I definitely agree with the author: that there are very few "golden rules" in visualization, and that not depicting absolute numbers in a choropleth map is one of them. However, the author does an excellent job (with a bar chart and revised map) showing how this anti-pattern severely obfuscates how much the Hubei region is an extreme outlier.
That's even a bit of an understatement, because three infected in a city of millions can easily be an early stage pandemic whereas three infected in the middle of nowhere would just be a three very unlucky persons.
If you start moving to things like per-capita, i actually think that has the potential to be more confusing for more numbers of people.
so yes, absolute values will be highly correlated with population, but again it just depends on what you really want to highlight and communicate
Maybe you really do want the absolute value.
But I'm not sure how shading this by absolute totals – in which case, Wyoming and N.J. would be the same shade – would provide significantly more value? Sure, N.J.'s situation wouldn't be effectively invisible in the totals map, compared to the rates map. But now we have to imagine a scenario in which a person-to-person virus managed to sicken so many people (proportionally speaking) in such a large rural state compared to an extremely urban state. It's very hard to imagine a scenario in which we don't want to focus attention on Wyoming. For 10,000 Wyoming people to be infected – and only 10,000 affected in New Jersey – would almost certainly mean that the infection's original epicenter is Wyoming, and that someone from Wyoming had direct contact via travel with a New Jersey resident, (especially if Wyoming and N.J. are outliers in terms of absolute totals by state).
there is no objective right answer, and it's about intent of the communicator. in this case, rate may very well be what the intent needs to be.

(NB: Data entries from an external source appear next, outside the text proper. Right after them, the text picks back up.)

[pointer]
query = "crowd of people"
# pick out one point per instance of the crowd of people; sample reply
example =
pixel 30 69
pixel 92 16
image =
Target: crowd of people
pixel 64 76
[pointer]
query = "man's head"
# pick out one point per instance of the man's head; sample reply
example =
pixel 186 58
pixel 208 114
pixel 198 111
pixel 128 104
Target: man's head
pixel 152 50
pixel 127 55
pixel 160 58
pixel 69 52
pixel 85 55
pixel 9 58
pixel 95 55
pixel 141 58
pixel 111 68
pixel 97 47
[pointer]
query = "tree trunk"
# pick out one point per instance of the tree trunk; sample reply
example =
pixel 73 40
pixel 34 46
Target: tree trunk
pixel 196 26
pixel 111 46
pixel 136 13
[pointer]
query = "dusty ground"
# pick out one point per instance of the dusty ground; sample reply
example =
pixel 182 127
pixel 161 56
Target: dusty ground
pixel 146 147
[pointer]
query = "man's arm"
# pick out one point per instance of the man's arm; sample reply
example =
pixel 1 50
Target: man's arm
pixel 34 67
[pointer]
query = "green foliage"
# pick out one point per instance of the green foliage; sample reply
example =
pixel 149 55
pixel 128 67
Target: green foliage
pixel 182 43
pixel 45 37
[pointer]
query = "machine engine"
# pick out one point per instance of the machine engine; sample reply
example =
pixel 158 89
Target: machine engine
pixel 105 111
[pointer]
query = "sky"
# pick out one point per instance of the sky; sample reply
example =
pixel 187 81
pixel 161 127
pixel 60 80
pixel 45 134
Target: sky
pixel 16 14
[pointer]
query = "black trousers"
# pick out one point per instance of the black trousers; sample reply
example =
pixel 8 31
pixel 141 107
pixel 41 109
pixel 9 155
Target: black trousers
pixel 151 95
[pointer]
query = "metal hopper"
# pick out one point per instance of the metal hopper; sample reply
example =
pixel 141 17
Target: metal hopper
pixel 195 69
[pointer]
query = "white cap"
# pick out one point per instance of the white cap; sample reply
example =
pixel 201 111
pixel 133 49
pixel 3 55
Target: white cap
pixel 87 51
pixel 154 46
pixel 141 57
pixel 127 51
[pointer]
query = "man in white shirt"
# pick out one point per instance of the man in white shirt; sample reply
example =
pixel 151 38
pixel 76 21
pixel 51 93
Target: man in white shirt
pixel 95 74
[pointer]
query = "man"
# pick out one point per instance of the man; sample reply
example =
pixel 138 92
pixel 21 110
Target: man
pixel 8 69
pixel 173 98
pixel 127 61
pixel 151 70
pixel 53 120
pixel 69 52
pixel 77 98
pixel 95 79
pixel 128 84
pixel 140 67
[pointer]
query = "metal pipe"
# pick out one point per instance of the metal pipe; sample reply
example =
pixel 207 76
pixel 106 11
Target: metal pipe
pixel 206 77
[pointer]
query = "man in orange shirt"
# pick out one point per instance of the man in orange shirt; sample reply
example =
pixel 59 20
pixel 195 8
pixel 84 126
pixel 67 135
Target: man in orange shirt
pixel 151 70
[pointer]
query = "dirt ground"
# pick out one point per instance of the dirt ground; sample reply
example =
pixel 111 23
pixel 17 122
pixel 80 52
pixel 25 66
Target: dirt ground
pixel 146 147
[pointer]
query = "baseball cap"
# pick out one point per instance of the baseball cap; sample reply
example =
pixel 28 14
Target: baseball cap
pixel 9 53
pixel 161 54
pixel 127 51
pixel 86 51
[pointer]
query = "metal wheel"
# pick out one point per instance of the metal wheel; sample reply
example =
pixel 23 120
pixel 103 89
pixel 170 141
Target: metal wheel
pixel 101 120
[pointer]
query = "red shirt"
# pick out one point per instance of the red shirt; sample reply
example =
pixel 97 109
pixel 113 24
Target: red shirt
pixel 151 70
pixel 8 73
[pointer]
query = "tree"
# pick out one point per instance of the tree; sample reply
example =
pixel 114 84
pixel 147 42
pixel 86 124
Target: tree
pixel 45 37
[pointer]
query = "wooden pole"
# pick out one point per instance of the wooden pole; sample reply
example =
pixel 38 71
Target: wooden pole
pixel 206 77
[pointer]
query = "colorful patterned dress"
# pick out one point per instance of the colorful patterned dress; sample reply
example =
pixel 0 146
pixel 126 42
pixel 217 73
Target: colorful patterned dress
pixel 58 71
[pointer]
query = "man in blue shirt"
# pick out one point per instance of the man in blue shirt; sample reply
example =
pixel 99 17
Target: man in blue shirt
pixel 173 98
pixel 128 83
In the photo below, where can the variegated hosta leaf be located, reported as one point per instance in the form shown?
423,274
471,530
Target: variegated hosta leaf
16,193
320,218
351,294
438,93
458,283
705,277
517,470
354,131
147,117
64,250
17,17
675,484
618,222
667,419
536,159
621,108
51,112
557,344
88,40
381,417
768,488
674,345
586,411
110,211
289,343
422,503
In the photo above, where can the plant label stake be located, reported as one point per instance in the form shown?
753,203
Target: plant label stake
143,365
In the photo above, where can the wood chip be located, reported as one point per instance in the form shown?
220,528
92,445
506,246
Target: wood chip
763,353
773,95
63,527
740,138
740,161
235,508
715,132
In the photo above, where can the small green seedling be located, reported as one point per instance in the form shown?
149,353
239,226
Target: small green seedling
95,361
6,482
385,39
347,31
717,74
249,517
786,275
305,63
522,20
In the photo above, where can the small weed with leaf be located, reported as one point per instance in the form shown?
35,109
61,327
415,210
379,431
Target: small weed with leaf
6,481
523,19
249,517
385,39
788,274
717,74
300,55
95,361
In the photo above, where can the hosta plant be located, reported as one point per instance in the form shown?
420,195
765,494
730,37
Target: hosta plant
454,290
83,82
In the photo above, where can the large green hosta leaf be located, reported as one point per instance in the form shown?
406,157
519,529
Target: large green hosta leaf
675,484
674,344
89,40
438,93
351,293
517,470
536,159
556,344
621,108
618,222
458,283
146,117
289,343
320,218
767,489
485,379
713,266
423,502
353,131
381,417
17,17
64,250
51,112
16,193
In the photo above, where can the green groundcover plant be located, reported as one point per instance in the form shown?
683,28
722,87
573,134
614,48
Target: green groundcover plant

The argument isn't that you never want to present absolute values.
The argument is that you never want to present absolute values on a choropleth map, explicitly because it always obfuscates the data in a way that is misleading.
The data in question should probably be in a table, if the idea is to be able to compare Hubei Province to the others. The bar chart makes the difference very clear, but it also makes it difficult to interpret the data for the other provinces.
What for though? What can you tell from that value, other than the value itself?
You cannot tell whether it's common or rare, you cannot tell the risk of anyone in a certain area to be affected, you will have a hard time showing trends because people will react to the phenomena and avoid a certain high-risk area which will then result in fewer cases in that area.
"How many hosts does the virus have in which to mutate"
"How much will the global economy be affected by the cases in this area"
The majority of meaningful information received from such a chart right now is the presence or absence of the virus. Secondary is the number of cases to indicate the stage of spread (e.g. 1 suggests maybe an outlier, 2-10 suggests early stages of contact spreading, etc).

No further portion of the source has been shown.